In the late 19th century and early 20th century meetings of Lindsey County Council were held at County Hall, Lincoln Castle. After deciding the old county hall was inadequate for their needs, county leaders chose to procure a new county headquarters: the site selected they selected was the substantial grounds of a house known as Newland House which had been designed by William Hayward in the classical style and completed in 1824. Council officials purchased the estate from the executors of the local coal merchant, William John Warrener. (Note: Warrener's son was the artist, William T. Warrener, best known for being the subject of his friend Henri de Toulouse-Lautrec's painting L'Anglais au Moulin Rouge (The Englishman at the Moulin Rouge) (1892).)

Construction started with the demolition of everything except the original facade of Newland House in 1926. The new building was designed by Scorer and Gamble in a Neo-Georgian style and was officially opened by the chairman of the county council, George Edward Heneage, 2nd Baron Heneage, in 1932.

The new structure was built around two quadrangles. The first phase was the northern facade and quadrangle (which incorporated the original facade of Newland House) (Note: The design of Newland House involved a symmetrical main frontage of five bays facing south; the central bay, which slightly projected forwards, featured a porch with Doric order columns, a sash window on the first floor and a pediment at roof level. In the mid-1970s the chief executive of the county council sat in the large room behind the facade, but it was subsequently occupied by the legal department.) and the second phase was the southern facade and quadrangle which was built with red brick and innovative concrete dressings. The third phase involved inserting an Art Deco staircase into Newland House.

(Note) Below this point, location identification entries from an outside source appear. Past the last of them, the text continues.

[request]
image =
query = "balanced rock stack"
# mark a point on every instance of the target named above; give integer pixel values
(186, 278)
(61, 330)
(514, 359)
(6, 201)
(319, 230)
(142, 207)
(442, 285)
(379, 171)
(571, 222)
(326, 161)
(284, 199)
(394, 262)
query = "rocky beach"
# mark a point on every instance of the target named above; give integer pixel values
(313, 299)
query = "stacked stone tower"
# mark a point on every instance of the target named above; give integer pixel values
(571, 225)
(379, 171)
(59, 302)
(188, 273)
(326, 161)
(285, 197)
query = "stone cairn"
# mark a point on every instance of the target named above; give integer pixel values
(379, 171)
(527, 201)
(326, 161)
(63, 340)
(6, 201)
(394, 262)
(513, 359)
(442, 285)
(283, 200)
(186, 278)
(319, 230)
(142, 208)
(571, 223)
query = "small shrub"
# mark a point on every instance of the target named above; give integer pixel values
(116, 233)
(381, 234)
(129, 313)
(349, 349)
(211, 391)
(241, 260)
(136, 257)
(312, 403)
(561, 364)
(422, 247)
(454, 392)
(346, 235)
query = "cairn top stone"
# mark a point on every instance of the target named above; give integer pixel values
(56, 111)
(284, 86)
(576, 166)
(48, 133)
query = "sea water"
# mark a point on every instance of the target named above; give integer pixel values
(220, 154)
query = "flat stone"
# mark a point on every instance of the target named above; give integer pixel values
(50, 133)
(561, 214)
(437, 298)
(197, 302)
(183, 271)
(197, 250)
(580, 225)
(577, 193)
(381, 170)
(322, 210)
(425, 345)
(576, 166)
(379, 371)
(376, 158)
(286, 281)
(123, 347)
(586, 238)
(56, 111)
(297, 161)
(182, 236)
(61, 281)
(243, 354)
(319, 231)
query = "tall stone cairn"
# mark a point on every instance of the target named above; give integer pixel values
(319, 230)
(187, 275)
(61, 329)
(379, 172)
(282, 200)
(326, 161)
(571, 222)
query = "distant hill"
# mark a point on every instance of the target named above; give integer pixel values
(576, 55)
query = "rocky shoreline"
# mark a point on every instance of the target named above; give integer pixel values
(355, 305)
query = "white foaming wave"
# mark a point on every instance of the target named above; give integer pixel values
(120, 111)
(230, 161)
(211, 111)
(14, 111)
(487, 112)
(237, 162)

The design for the main building involved a symmetrical main frontage with fifteen bays facing onto Newland with the end bays slighted projected forwards; the central section featured a portico with paired Doric Order columns and balustraded parapet; there were sash windows on the first and second floors with a stone surround which extended to both floors. Internally, the principal room was the council chamber. Pevsner described the building as "all somewhat dry and academic".

Following the implementation of the Local Government Act 1972, the building became the headquarters of the newly created Lincolnshire County Council in 1974.